Left panel: original force tracings in CTR, HHD and HHD+HFpEF, showing the effects of incomplete relaxation on diastolic tension development as stimulation rate is increased from 60/min to 180/min. Right panel: Change in average developed contractile force at 180/min in relation to the developed contractile force at 60/min demonstrating an incremental increase in diastolic tension in HHD and HHD+HFpEF. A decline in contractile force development at 180/min was observed in all myocardial preparations from patients with HHD+HFpEF. (upper error bar: standard error of developed contractile force; lower error bar: standard error of diastolic tension; CTR (n=12), HHD (n=11) and HHD+HFpEF (n=7)). CTR vs. HHD+HFpEF: ** p<0.01, CTR vs. HHD: ^† p<0.05

Figure 3. Simultaneous Force and Calcium Recording

Upper panel: Force recording and simultaneous Fura-2 Ca²⁺-transient aquired over one second at 60/min and 180/min in a preparation from a patient with HHD. Diastolic force and diastolic Ca²⁺ are at elevated levels with the higher stimulation rate. Middle and lower panel: simultaneous Ca²⁺ and force tracing recorded over approximately 500s with a stepwise increase of stimulation rate from 60/min to 180/min. This demonstrates a rate-dependent incremental increase in diastolic force that is paralleled by a simultaneous rise in diastolic Ca²⁺-levels.

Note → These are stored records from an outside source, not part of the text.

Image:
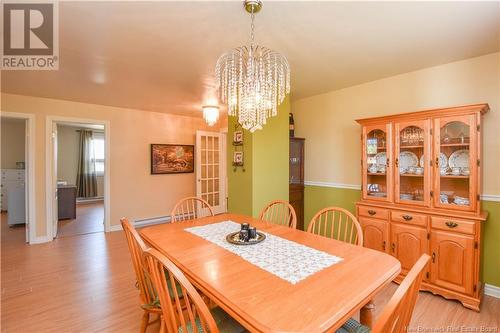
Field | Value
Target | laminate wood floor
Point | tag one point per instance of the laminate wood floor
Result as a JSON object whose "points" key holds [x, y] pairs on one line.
{"points": [[89, 218], [86, 284]]}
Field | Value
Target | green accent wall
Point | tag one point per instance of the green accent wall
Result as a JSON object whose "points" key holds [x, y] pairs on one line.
{"points": [[265, 156], [318, 197]]}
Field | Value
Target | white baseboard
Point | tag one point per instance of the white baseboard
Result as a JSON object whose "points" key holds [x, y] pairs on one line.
{"points": [[89, 200], [40, 240], [144, 222], [492, 290]]}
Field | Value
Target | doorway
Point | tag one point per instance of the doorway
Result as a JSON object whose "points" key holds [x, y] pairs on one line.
{"points": [[211, 169], [17, 178], [79, 176]]}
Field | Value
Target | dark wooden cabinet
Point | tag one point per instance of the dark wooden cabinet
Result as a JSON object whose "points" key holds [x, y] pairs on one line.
{"points": [[296, 179], [66, 202]]}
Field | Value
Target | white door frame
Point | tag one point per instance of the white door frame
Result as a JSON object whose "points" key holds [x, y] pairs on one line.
{"points": [[30, 176], [50, 182], [222, 167]]}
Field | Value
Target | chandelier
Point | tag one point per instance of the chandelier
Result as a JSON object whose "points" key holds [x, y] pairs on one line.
{"points": [[252, 80]]}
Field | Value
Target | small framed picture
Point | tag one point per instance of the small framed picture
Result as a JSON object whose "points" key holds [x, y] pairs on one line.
{"points": [[238, 137], [238, 158]]}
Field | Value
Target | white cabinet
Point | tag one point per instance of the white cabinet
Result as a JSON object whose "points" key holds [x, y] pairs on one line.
{"points": [[13, 181]]}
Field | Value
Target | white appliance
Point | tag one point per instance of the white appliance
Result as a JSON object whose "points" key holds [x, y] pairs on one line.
{"points": [[16, 206], [13, 197]]}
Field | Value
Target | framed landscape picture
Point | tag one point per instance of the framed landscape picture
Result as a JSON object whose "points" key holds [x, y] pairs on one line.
{"points": [[167, 159]]}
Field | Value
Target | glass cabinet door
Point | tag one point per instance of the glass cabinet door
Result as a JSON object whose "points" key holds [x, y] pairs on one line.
{"points": [[377, 155], [455, 162], [412, 162]]}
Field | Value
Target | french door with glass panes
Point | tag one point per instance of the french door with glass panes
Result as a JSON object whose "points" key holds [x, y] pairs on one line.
{"points": [[210, 170]]}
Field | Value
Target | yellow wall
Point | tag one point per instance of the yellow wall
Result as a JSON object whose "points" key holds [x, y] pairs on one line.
{"points": [[13, 134], [134, 193], [332, 135]]}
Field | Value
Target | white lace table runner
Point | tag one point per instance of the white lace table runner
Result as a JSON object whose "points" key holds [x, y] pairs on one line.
{"points": [[288, 260]]}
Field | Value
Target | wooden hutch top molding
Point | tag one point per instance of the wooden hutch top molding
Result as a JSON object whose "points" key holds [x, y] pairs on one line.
{"points": [[445, 112]]}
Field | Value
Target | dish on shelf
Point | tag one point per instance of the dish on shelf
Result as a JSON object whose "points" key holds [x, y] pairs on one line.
{"points": [[406, 196], [378, 194], [381, 159], [443, 161], [461, 201], [459, 159], [407, 159]]}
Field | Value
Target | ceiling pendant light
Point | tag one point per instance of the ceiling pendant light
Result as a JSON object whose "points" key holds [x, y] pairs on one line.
{"points": [[252, 80], [210, 114]]}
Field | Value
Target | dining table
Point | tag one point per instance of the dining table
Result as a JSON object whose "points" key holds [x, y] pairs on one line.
{"points": [[293, 281]]}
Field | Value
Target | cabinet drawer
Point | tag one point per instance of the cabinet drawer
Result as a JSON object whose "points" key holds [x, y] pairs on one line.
{"points": [[442, 223], [377, 213], [409, 218]]}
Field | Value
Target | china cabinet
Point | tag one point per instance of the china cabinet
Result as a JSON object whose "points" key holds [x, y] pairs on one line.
{"points": [[296, 179], [421, 186]]}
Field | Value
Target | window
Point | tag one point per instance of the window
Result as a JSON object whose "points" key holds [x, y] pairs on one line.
{"points": [[99, 152]]}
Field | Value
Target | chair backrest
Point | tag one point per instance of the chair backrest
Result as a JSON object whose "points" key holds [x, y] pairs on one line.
{"points": [[279, 212], [189, 208], [137, 248], [396, 315], [186, 313], [337, 223]]}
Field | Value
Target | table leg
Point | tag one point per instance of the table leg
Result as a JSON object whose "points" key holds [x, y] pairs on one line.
{"points": [[366, 314]]}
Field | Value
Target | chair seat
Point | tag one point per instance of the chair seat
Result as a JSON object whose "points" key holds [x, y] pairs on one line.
{"points": [[225, 323], [353, 326]]}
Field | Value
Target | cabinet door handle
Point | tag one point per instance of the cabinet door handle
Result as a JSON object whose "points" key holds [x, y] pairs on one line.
{"points": [[450, 224]]}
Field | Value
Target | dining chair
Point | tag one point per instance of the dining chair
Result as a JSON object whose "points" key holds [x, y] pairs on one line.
{"points": [[189, 313], [396, 315], [337, 223], [189, 208], [149, 298], [279, 212]]}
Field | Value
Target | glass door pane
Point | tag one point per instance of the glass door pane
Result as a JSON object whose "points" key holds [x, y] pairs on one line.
{"points": [[411, 163], [376, 159], [455, 162]]}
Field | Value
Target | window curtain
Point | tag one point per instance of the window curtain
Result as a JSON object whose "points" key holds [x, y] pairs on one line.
{"points": [[86, 178]]}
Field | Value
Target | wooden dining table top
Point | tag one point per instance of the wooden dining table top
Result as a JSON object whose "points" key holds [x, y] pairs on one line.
{"points": [[263, 302]]}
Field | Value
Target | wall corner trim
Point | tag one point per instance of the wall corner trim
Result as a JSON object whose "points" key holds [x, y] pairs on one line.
{"points": [[335, 185], [492, 290], [484, 197]]}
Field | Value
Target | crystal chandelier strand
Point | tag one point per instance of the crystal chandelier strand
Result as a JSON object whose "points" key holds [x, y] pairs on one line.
{"points": [[253, 81]]}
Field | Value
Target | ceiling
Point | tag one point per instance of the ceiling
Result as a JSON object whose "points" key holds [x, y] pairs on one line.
{"points": [[160, 56]]}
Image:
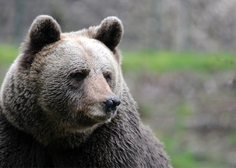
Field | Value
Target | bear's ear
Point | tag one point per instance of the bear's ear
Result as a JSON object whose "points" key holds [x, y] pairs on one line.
{"points": [[43, 31], [109, 32]]}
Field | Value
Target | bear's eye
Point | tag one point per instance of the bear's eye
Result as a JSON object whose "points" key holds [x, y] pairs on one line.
{"points": [[79, 76]]}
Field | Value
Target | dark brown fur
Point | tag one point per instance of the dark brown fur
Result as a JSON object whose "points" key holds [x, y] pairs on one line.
{"points": [[51, 112]]}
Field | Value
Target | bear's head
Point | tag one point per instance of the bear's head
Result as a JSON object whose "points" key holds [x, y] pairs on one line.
{"points": [[64, 84]]}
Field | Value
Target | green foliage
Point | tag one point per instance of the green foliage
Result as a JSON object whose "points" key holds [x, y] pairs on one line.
{"points": [[168, 60], [182, 157], [7, 53]]}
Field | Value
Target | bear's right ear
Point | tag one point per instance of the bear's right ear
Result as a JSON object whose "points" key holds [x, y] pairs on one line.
{"points": [[43, 31]]}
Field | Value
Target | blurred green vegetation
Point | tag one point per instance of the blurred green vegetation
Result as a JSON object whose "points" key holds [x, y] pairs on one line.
{"points": [[169, 60], [7, 53], [160, 61]]}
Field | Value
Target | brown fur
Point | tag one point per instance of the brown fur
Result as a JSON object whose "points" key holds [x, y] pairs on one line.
{"points": [[52, 103]]}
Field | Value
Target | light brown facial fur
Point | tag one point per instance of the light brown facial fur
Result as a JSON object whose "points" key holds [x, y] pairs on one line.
{"points": [[63, 80]]}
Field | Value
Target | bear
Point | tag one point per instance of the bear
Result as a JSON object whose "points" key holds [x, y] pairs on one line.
{"points": [[64, 103]]}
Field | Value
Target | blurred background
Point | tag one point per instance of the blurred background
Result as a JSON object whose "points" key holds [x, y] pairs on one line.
{"points": [[178, 61]]}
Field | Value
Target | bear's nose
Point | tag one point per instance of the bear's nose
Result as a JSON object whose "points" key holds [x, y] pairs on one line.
{"points": [[111, 104]]}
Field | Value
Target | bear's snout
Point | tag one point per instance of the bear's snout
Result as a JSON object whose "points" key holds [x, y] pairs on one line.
{"points": [[111, 104]]}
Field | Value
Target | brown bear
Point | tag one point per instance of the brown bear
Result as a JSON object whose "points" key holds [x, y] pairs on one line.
{"points": [[64, 103]]}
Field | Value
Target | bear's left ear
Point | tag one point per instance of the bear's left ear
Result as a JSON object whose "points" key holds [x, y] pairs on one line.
{"points": [[109, 32]]}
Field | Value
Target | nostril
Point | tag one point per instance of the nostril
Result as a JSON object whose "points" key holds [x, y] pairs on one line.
{"points": [[116, 101], [109, 103]]}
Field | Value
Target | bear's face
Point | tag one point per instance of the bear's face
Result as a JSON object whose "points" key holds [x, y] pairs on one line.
{"points": [[64, 83], [78, 77]]}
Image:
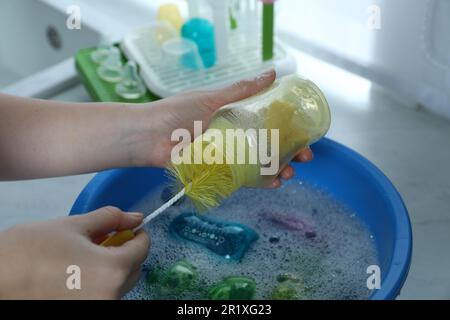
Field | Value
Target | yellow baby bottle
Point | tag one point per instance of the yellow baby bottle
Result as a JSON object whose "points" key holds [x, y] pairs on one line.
{"points": [[247, 143]]}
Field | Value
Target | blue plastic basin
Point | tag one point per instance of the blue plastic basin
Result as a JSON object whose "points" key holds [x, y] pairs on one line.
{"points": [[343, 173]]}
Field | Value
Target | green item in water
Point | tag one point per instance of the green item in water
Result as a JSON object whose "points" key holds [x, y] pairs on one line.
{"points": [[178, 279], [233, 288], [289, 288]]}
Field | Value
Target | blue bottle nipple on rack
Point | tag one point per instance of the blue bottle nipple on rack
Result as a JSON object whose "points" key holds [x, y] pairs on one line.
{"points": [[201, 31]]}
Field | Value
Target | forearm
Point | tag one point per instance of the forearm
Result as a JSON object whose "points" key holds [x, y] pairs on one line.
{"points": [[40, 138]]}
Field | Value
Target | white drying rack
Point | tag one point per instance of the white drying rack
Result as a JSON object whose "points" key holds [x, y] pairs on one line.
{"points": [[245, 61]]}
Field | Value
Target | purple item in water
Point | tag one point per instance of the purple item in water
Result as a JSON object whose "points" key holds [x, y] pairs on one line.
{"points": [[291, 222]]}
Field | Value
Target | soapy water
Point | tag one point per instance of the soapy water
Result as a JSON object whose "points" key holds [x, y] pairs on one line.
{"points": [[306, 240]]}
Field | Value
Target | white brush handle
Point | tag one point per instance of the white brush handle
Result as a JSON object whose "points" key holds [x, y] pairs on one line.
{"points": [[160, 210]]}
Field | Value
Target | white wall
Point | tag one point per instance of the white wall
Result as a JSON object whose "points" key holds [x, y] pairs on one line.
{"points": [[410, 54]]}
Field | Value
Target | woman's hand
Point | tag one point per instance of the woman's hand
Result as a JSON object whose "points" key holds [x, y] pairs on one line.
{"points": [[181, 111], [34, 258]]}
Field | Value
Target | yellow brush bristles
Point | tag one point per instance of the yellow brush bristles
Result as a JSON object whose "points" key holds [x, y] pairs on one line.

Figure 4. Simultaneous Force, Calcium and Sodium Recording

Simultaneous Ca²⁺ (Fura-2), Na⁺ (ANG-2) and force tracings in myocardium from a CTR patient and a patient with HHD with a rate change from 60/min to 180/min. A small increase in diastolic Ca²⁺ in the CTR sample after the rate change to 180/min is not paralleled by an increase in diastolic tension; in the HHD sample a more pronounced increase of diastolic force and Ca²⁺ is noted. There is no obvious change in the co-recorded Na⁺ signal (ANG-2) in both CTR and HHD.

Figure 5. mRNA of Calcium Handling Proteins, Sodium Transporters and Regulatory Proteins

Expression levels of Ca²⁺ - and Na⁺-transporters and regulatory proteins in myocardium from CTR, HHD and HHD+HFpEF patients using quantitative PCR. No significant differences in expression levels were found.

Figure 6. Effects of Sodium Influx Inhibition on Relaxation Time Indices

Left panel: Original tracing of a myocardial preparation obtained from a patient with HHD that was sequentially exposed to 10μM ranolazine, 50μM furosemide and 50μM amiloride. Incomplete relaxation at 180/min was not affected by any of the Na⁺-influx inhibitors. Right panel: Relaxation time parameters (RT₅₀, RT₉₀ and tau) obtained at 60/min in myocardium from control patients (n=8), HHD (n=7) and HHD+HFpEF (n=4). After a baseline measurement without inhibitor relaxation was sequentially assessed with ranolazine, furosemide and amiloride. No changes in relaxation time parameters were noted.